Mr. Adams, a Democrat who took office in January, appears reluctant to bring back mandates. He said last month that he would consider doing so, but added that he agreed with comments by Gov. Kathy Hochul about the importance of moving forward.
“We have to factor in everything,” Mr. Adams said. “I think Governor Hochul was right when she stated we can’t close down our city.”
Mr. Adams also said that he supported keeping a mask mandate on the subway, which Ms. Hochul has maintained for all public transit across the state.
Many New Yorkers might be ready to move past the pandemic, but the virus is spreading rapidly again. As a result, the city should consider bringing back some public health restrictions that lapsed, said Gregg Gonsalves, an associate professor of epidemiology at the Yale School of Public Health.
“People can be fed up, angry, tired and frustrated — I am too,” he said. “But wishing the pandemic away doesn’t make it so.”
Mr. Adams introduced the color-coded alert system in March, based on parameters set by the Centers for Disease Control and Prevention. The city had remained since then at the lowest level of risk, represented by the color green, meaning virus cases had mostly stayed below 200 per 100,000 residents per week; the city has now surpassed that threshold, Dr. Ashwin Vasan, the health commissioner, said Monday.
The alert system lists several steps that Mr. Adams should consider at the medium level: Requiring masks in schools again, and bringing back the city’s system for checking for proof of vaccination at restaurants, gyms and indoor entertainment sites, known as Key to N.Y.C.

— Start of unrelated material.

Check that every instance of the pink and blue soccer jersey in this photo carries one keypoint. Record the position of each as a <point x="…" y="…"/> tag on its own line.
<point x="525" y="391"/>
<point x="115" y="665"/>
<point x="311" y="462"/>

If the city enters the high risk level, represented by the color orange, then Mr. Adams should consider requiring face masks in all public indoor settings, according to the alert system.

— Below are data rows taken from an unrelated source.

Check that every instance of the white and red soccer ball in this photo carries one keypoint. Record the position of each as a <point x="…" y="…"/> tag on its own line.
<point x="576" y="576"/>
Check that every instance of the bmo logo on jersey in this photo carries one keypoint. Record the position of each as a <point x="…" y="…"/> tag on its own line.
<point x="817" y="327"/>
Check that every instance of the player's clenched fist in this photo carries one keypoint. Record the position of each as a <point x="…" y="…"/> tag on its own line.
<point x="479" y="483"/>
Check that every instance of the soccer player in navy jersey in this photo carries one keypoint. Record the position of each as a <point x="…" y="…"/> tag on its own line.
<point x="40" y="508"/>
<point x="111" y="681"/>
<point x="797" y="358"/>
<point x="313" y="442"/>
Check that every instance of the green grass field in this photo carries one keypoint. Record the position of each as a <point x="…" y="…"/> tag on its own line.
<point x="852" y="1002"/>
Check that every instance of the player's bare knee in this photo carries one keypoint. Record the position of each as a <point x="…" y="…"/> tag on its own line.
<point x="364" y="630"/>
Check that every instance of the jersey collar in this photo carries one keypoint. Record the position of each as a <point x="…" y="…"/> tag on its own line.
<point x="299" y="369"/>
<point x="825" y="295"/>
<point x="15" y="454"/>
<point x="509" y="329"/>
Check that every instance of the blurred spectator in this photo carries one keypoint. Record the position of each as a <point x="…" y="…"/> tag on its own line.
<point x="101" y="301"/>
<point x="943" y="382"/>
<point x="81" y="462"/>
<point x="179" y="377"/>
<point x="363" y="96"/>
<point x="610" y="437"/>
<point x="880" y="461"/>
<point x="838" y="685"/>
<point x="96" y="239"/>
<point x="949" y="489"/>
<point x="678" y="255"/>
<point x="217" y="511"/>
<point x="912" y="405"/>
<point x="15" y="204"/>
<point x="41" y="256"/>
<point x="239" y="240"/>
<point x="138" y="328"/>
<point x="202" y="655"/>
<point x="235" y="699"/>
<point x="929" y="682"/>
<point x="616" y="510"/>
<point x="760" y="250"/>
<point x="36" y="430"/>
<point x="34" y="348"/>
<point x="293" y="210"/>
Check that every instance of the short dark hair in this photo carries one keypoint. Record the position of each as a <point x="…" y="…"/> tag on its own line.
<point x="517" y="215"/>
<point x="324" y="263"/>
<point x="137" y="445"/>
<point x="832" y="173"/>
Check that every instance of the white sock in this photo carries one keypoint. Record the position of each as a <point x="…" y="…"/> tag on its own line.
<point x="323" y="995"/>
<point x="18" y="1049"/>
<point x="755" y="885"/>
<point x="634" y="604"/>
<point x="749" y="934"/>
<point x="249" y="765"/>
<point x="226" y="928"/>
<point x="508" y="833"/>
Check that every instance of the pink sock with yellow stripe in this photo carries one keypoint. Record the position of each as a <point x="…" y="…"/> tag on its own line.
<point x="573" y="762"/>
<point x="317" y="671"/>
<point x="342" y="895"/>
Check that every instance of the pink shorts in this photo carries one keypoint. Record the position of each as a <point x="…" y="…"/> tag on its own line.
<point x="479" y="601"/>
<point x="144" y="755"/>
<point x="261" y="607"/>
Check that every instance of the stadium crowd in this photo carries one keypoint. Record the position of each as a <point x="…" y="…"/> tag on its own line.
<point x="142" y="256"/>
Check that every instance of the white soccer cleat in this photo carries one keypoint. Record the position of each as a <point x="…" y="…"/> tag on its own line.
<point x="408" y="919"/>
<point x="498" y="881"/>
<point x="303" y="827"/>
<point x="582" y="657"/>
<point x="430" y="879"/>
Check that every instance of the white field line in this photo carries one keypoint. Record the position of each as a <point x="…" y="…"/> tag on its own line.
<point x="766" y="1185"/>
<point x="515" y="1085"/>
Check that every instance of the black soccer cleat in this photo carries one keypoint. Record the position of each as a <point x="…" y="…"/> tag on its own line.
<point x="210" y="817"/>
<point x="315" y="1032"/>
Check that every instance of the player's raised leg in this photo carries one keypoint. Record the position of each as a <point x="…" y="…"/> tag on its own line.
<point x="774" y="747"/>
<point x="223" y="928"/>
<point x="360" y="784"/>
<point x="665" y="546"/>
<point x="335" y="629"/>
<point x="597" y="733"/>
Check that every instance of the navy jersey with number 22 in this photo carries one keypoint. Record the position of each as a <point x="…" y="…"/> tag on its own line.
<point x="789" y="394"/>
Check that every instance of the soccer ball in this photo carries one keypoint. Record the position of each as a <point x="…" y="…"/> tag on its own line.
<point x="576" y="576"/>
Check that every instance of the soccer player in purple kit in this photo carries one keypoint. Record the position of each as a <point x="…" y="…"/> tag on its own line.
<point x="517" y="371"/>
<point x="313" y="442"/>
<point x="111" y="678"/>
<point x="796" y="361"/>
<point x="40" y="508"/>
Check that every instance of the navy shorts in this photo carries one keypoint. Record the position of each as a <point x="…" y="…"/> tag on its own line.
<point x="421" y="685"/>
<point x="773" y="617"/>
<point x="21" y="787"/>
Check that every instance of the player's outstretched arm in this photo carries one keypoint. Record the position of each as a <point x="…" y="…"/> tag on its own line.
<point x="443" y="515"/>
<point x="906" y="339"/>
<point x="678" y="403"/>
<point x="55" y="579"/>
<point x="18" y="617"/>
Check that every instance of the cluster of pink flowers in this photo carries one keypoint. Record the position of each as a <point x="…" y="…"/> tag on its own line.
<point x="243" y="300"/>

Mr. Adams said last month that the key word in the guidance was “consider,” and that the rules were merely guidance.
“I’m going to factor in all the information, and then after meeting with my health team, we’re going to make a determination,” he said.

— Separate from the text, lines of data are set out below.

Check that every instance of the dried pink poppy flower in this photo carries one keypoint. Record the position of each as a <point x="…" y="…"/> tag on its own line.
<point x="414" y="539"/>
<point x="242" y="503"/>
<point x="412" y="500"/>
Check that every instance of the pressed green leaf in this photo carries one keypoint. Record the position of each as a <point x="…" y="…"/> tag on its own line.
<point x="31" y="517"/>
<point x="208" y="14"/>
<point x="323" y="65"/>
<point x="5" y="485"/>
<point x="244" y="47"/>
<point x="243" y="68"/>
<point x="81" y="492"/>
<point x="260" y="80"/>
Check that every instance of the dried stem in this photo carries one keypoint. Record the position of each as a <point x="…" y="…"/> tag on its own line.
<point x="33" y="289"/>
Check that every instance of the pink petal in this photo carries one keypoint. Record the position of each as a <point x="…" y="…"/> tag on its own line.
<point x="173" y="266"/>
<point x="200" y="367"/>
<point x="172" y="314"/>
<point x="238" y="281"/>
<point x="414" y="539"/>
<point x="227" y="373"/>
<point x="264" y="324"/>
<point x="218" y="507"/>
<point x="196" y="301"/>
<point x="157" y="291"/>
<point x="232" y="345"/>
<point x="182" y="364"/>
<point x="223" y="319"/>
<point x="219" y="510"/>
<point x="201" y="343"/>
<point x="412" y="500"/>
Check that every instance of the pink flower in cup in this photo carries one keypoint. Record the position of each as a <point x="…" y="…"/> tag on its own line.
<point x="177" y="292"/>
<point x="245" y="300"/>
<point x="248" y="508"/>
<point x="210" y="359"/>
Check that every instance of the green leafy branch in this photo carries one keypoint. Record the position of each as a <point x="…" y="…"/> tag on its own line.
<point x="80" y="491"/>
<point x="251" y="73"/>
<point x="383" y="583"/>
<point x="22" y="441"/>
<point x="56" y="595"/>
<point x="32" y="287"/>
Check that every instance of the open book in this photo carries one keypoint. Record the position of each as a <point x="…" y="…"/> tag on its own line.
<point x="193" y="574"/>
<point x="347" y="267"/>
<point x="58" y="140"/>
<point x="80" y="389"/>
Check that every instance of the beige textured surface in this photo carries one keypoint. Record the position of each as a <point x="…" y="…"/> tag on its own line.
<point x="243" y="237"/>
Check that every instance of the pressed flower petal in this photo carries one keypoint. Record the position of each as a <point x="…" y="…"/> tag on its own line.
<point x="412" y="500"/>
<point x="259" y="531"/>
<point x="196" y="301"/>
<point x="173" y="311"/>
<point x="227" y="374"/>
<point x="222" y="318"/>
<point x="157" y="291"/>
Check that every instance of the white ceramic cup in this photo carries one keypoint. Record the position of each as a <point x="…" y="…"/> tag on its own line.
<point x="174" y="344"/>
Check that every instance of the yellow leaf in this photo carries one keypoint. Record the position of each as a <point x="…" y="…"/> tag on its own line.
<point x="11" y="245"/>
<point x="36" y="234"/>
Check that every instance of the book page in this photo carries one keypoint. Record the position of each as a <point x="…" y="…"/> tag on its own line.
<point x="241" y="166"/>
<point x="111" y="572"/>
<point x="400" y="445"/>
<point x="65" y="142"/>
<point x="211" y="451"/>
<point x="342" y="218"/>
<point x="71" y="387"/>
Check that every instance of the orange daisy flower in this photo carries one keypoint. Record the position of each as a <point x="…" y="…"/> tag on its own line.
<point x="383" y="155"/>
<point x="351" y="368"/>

State health officials recently announced a troubling new development: Two new versions of the subvariant — BA.2.12 and BA.2.12.1, which seem to spread more rapidly than BA.2 — seem to be behind steep case increases in Upstate and Central New York, where 10 counties, including Onondaga, Oswego and Wayne, have already entered the high community transmission level, according to the C.D.C.
The city’s warning system is also based on a new C.D.C. color-coded system that increased the number of cases needed to ascend an alert level. Under the older version, most of the Northeast, including New York City, would already be considered red, or high transmission areas.
Dr. Jay Varma, a special adviser to former Mayor Bill de Blasio and now the chief medical officer at Kroll, said that he was skeptical about the utility of the alert level, because changes to it do not trigger actual policy shifts, and because it doesn’t take into account the rate at which things are worsening.
“The problem is that moving from low to medium on the health department’s website doesn’t really change anything,” he said. “It’s very difficult to make an alert level that is not seen as an actual trigger for direct action.”
Nearly 88 percent of adults in the city are fully vaccinated, but the rates are lower among children. Only about 45 percent of adults have received booster doses, which experts say are crucial as protection from initial doses wanes.
Elected officials should not frame the debate as a choice between keeping the economy open and implementing protective measures, Mr. Gonsalves said, noting that when more New Yorkers get sick, it means they cannot go to work.
“Nobody is suggesting that Mayor Adams or Governor Hochul should be shutting down things or going back to April 2020,” he said. “Modest measures to protect the health of New Yorkers are warranted.”